We are not professional counsellors but we can provide a listening ear, a phone call from time to time or a visit. We can put you in touch with the Chaplain (there are no religious or faith pre-requisites) and with the Marketors’ Trust, which provides financial assistance to Freemen, Liverymen and their dependents ‘in necessitous circumstances’. This has been one of the purposes of the Trust from its inception and sits alongside its other objects of supporting education and charitable work.

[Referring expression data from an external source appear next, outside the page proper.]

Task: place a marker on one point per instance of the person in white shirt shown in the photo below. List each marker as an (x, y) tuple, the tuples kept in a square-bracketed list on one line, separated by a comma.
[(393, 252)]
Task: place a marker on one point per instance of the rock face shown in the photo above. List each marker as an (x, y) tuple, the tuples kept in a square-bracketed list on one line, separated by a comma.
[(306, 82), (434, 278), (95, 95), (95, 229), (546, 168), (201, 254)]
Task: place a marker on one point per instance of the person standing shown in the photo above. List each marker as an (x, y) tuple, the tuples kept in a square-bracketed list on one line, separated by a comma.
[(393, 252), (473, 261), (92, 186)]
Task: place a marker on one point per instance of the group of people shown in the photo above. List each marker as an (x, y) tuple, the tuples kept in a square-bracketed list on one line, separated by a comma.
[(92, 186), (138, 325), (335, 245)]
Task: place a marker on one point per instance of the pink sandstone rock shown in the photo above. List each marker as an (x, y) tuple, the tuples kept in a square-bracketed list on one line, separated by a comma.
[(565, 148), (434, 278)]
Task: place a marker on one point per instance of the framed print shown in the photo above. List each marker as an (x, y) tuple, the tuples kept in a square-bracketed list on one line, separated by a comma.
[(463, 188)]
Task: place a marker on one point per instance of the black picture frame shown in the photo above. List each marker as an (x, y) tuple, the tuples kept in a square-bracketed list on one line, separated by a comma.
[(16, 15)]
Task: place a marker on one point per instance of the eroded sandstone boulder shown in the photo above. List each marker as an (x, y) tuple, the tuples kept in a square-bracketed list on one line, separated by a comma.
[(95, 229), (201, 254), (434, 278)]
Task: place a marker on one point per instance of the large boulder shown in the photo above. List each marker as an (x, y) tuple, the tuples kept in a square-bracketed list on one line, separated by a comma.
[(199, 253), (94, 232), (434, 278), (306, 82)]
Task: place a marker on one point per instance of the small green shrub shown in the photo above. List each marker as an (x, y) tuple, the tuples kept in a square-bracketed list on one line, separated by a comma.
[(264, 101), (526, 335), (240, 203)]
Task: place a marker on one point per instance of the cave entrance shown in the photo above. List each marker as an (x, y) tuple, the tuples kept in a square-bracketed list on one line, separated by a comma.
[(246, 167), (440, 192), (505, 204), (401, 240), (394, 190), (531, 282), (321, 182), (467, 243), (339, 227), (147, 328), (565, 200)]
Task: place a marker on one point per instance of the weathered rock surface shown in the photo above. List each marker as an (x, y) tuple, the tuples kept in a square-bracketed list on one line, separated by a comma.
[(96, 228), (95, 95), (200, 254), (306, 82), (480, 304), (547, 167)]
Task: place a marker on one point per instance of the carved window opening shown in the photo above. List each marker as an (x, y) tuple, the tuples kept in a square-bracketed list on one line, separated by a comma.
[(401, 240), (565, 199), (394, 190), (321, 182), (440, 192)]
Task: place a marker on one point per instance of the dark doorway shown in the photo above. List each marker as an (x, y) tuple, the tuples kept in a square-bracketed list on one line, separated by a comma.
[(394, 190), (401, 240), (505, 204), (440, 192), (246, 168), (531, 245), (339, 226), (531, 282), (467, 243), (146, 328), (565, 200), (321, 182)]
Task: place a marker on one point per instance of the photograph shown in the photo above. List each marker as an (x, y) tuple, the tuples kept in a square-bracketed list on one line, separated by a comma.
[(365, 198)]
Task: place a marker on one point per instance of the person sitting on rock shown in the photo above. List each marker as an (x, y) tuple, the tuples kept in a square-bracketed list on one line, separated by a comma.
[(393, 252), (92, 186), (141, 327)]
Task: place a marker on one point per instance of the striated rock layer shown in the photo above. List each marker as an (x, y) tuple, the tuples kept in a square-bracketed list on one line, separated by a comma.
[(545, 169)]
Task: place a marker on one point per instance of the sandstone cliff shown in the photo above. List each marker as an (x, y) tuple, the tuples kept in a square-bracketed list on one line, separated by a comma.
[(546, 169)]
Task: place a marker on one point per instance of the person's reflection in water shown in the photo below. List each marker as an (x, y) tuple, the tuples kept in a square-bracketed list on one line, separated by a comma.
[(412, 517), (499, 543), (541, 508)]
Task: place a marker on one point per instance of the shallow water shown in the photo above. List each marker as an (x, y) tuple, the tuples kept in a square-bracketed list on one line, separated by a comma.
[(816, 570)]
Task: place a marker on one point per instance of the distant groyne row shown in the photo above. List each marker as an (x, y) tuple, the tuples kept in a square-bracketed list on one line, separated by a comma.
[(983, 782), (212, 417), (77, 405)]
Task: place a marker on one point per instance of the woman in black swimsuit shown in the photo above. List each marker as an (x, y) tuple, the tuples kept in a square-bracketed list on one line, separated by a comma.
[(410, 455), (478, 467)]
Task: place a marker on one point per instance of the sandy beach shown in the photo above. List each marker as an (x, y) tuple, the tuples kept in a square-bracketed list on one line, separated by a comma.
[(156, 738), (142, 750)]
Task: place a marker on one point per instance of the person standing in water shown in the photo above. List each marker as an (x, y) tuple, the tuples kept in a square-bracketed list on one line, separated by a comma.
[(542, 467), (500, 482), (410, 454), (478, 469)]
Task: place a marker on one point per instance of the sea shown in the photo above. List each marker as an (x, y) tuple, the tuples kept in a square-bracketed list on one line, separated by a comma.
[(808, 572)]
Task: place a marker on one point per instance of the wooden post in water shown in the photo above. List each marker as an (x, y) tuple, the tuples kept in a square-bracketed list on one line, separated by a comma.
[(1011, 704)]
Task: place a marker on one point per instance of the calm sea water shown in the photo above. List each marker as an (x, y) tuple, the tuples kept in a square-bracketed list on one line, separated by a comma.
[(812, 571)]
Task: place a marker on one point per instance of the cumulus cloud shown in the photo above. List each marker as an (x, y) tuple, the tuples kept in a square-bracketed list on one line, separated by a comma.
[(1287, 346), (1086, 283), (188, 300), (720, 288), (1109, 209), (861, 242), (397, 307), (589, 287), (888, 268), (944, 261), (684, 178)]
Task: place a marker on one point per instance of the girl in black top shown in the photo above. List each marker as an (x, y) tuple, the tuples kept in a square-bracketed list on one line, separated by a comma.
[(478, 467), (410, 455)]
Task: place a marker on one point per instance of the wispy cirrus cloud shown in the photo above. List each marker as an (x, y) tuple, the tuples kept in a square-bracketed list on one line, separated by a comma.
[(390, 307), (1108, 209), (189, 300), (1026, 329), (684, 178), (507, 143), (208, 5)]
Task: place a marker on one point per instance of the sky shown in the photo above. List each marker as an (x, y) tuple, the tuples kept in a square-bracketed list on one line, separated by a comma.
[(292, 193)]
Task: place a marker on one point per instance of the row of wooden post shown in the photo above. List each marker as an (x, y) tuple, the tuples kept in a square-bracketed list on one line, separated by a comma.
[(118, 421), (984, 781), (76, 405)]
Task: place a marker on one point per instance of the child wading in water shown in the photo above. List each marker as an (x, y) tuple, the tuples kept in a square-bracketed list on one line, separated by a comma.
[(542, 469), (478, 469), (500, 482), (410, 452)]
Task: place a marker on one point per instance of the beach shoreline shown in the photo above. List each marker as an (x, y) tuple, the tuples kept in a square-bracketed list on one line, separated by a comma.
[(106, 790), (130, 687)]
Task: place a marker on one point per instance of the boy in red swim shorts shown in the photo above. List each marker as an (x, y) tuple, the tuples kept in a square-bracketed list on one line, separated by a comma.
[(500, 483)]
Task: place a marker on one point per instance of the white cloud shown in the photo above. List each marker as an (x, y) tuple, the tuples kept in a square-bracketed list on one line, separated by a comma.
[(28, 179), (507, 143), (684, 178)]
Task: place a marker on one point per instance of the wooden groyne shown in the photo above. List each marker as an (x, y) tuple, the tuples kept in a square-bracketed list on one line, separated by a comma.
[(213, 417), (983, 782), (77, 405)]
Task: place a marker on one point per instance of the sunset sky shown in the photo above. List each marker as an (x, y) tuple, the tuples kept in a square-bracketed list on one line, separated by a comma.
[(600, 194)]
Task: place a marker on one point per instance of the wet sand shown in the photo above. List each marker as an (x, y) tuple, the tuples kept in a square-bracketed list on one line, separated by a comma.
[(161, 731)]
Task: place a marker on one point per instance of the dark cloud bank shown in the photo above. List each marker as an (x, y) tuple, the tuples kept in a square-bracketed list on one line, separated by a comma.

We ask all Freemen, Liverymen and their partners to look out for members who might be in need and especially to inquire about friends and contacts who you haven’t recently seen or heard from. You can contact the Clerk, any of the Almoners or any member of Court if you want to tell someone in confidence about your own difficulties or about someone else who needs the hand of friendship

Almoners
Liveryman David Cowell
Past Master Harry Druce
Past Master John Fisher
Past Master Venetia Howes
Liveryman John Reid – former Chairman of the Marketors’ Trust & Court Assistant
Court Assistant Ian Ryder
Court Assistant Emeritus Alan Wellan
Liveryman Angela White Horan – former Court Assistant

Supporters
Clerk John Hammond
Junior Warden Phil Andrew
Court Assistant John Hooper – Chairman of the Marketors’ Trust
Chaplain, Reverend Canon Dr Alison Joyce

What can I do to help?

We can all be almoners with a small ‘a’. We’ve been told that the following sorts of actions are particularly well-received:

  • recognition for the person in distress and for their carer – both need support;
  • a telephone call, meeting or visit, especially when done on a regular basis;
  • a card sent by post (get well, birthday, or just to say ‘we’re thinking of you’);
  • attending a funeral;
  • sitting to speak to a person who is also seated or in a wheelchair, at their level;
  • prayers – it is remarkable how powerful this can be, even for those with no history of church attendance, in raising morale and enabling them to grapple with their problem (“I thought of all those people at St Bride’s praying for me and told myself I’d bloody well better get better!”);
  • even the lowly email can be helpful, although personal contact is better.